A fourth light source apparatus according to the present invention is an apparatus comprising a discharge lamp, a concave reflector which reflects rays emitted from the discharge lamp in predetermined directions and light transmittal enclosing means which is disposed in an opening for emitting rays reflected by the concave reflector to form a enclosed space in the concave reflector, wherein an inert gas is enclosed in the closed space.
A fifth light source apparatus according to the present invention is an apparatus comprising a discharge lamp, a concave reflector which reflects rays emitted from the discharge lamp in predetermined directions and light transmittal enclosing means which is disposed in an opening for emitting rays reflected by the concave reflector to form an enclosed space in the concave reflector, wherein a gas is enclosed in the enclosed space at a pressure higher than an atmospheric pressure and lower than a working pressure of the discharge lamp.

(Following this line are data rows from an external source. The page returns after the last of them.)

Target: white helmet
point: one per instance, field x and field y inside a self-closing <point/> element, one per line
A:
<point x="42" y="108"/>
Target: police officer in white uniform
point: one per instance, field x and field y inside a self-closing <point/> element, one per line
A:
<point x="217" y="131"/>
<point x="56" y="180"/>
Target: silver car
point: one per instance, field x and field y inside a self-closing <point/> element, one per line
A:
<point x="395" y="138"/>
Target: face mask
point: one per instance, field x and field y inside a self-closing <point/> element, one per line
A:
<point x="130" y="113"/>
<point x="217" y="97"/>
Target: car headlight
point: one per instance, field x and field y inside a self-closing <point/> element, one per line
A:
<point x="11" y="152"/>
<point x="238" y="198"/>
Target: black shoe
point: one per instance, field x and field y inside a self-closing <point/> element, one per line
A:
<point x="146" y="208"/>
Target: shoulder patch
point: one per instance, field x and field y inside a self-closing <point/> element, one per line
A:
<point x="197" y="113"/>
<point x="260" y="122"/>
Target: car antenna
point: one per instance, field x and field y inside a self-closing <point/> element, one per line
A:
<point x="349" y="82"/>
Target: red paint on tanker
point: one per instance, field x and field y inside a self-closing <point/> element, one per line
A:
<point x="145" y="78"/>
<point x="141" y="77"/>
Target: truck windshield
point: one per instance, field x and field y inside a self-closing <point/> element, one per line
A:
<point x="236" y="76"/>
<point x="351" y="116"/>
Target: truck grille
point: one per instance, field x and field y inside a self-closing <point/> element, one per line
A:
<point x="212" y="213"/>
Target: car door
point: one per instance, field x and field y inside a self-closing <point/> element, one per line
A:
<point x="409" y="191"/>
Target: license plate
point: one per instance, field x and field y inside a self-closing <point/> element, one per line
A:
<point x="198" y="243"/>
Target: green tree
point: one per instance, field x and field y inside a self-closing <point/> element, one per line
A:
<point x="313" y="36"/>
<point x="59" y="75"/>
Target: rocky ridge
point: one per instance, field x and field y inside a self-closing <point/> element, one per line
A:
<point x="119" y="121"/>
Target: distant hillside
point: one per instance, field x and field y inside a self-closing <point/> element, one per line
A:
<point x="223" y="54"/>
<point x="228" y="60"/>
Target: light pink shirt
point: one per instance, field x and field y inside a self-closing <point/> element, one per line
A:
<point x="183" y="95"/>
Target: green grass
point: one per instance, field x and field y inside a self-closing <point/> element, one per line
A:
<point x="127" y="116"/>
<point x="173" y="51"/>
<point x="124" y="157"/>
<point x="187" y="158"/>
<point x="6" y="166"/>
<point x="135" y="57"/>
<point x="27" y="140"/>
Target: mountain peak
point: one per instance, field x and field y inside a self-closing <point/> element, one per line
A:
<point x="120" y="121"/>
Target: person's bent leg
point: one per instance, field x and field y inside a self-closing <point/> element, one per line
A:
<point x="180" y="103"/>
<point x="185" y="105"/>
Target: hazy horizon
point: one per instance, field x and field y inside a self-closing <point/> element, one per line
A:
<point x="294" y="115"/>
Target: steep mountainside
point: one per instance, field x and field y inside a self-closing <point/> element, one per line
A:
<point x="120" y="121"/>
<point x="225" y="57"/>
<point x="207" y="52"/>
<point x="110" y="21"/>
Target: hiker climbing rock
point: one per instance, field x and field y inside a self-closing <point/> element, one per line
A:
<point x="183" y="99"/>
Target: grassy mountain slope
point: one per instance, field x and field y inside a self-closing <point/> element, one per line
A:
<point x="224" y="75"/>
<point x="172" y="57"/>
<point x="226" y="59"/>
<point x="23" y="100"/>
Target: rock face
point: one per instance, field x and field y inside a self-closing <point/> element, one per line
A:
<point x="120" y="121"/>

A sixth light source apparatus according to the present invention is an apparatus comprising a discharge lamp having a working pressure not lower than 10 MPas (mega pascals) a concave reflector which reflects rays emitted from the discharge lamp in predetermined directions and transmittal enclosing means, wherein the discharge lamp has metal foils which are disposed at both ends of a light emitting bulb and different in lengths, the concave reflector has an opening for emitting rays reflected by the concave reflector and a lamp insert hole disposed on a side opposite to the opening, the discharge lamp is disposed so that a sealing member in which a metal foil having a shorter length is sealed is inserted into the lamp insert hole and a center of a light emitting area formed in the light emitting bulb is approximately coincident with a shorter focal point of the concave reflector.
It is preferable for the fourth or fifth light source apparatus described above that the concave reflector is an ellipsoidal mirror.
It is preferable for the fourth or fifth light source apparatus described above that the discharge lamp has a working pressure which is not lower than 10 MPas (mega pascals).
It is preferable for the third or sixth light source apparatus described above that the concave reflector is an ellipsoidal mirror and a distance as measured from a vertex of the lamp insert portion of an ellipsoidal to an end of a longer metal foil on a side of the opening of the concave reflector does not exceed xc2xd of a length of a major axis of the ellipsoidal surface.
The present invention makes it possible to obtain a light source apparatus which is capable of effectively condensing rays emitted from a lamp. Furthermore, the present invention makes it possible to obtain a light source apparatus which is compact and highly reliable.
A projection display apparatus according to the present invention is an apparatus comprising a light source, image forming means which is illuminated with the light source and forms an optical image in correspondence to video signals and projecting means which projects an optical image formed on the image forming means to a screen, characterized in that the light source is any of the first through sixth light source apparatus described above.
The present invention makes it possible to obtain a projection display apparatus which is compact, highly reliable and bright.